We have added a new API to materialize dataframes and our internal users have found it very
useful. For use cases where you need to do different computations on the same dataframe, Spark
recomputes the dataframe each time. This is problematic if evaluation of the dataframe is
expensive.

Materialize is a Spark action. It is a way to let Spark explicitly know that the dataframe
has already been computed. Once a dataframe is materialized, Spark skips all stages prior
to the materialize when the dataframe is reused later on.

Spark may scan the same table twice if two queries load different columns. For example, the
following two queries would scan the same data twice:
{code:java}
val tab = spark.table("some_table").filter("c LIKE '%match%'")

val num_groups = tab.agg(distinctCount($"a"))

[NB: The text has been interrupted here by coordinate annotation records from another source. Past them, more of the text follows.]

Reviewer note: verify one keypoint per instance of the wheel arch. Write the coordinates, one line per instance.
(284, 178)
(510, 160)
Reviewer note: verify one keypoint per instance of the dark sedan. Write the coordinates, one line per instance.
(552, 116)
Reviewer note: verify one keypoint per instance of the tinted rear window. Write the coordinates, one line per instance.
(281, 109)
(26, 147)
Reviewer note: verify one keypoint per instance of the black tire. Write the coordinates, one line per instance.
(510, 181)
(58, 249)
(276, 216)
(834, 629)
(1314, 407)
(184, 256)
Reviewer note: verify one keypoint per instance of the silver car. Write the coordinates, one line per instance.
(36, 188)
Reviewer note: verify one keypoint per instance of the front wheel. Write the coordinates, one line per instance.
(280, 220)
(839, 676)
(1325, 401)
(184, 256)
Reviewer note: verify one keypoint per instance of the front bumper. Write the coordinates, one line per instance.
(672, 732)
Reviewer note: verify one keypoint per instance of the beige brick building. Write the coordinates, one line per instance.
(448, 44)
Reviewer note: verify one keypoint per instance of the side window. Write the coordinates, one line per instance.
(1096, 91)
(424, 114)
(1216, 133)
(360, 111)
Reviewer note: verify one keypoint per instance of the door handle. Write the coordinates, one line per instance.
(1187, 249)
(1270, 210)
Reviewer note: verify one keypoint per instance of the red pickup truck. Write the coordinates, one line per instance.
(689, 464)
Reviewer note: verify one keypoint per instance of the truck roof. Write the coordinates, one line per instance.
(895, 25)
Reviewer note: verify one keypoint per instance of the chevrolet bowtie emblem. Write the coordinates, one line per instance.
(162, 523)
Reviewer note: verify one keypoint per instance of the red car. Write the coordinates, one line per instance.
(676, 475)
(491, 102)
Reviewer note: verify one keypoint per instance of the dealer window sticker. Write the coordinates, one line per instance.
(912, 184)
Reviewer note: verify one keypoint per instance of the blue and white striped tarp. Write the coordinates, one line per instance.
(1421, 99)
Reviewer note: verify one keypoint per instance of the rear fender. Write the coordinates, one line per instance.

val groups_with_b = tab.groupBy($"a").agg(min($"b") as "min"){code}
 

The same table is scanned twice because Spark doesn't know it should load b when the first
query runs. You can use materialize to load and then reuse the data:

{code:java}
val materialized = spark.table("some_table").filter("c LIKE '%match%'")

                        .select($"a", $"b").repartition($"a").materialize()

val num_groups = materialized.agg(distinctCount($"a"))

val groups_with_b = materialized.groupBy($"a").agg(min($"b") as "min"){code}
 

This uses select to filter out columns that don't need to be loaded. Without this, Spark doesn't
know that only a and b are going to be used later.

This example also uses repartition to add a shuffle because Spark resumes from the last shuffle.
In most cases you may need to repartition the dataframe before materializing it in order to
skip the expensive stages as repartition introduces a new stage. 
h3. Materialize vs Cache:
 * Caching/Persisting of dataframes is lazy. The first time the dataset is computed in an
action, it will be kept in memory on the nodes. Materialize is an action that runs a job that
produces the rows of data that a data frame represents, and returns a new data frame with
the result. When the result data frame is used, Spark resumes execution using the data from
the last shuffle.
 * By reusing shuffle data, materialized data is served by the cluster's persistent shuffle
servers instead of Spark executors. This makes materialize more reliable. Caching on the other
hand happens in the executor where the task runs and data could be lost if executors time
out from inactivity or run out of memory.
 * Since materialize is more reliable and uses fewer resources than cache, it is usually a
better choice for batch workloads. But, for processing that iterates over a dataset many times,
it is better to keep the data in memory using cache or persist.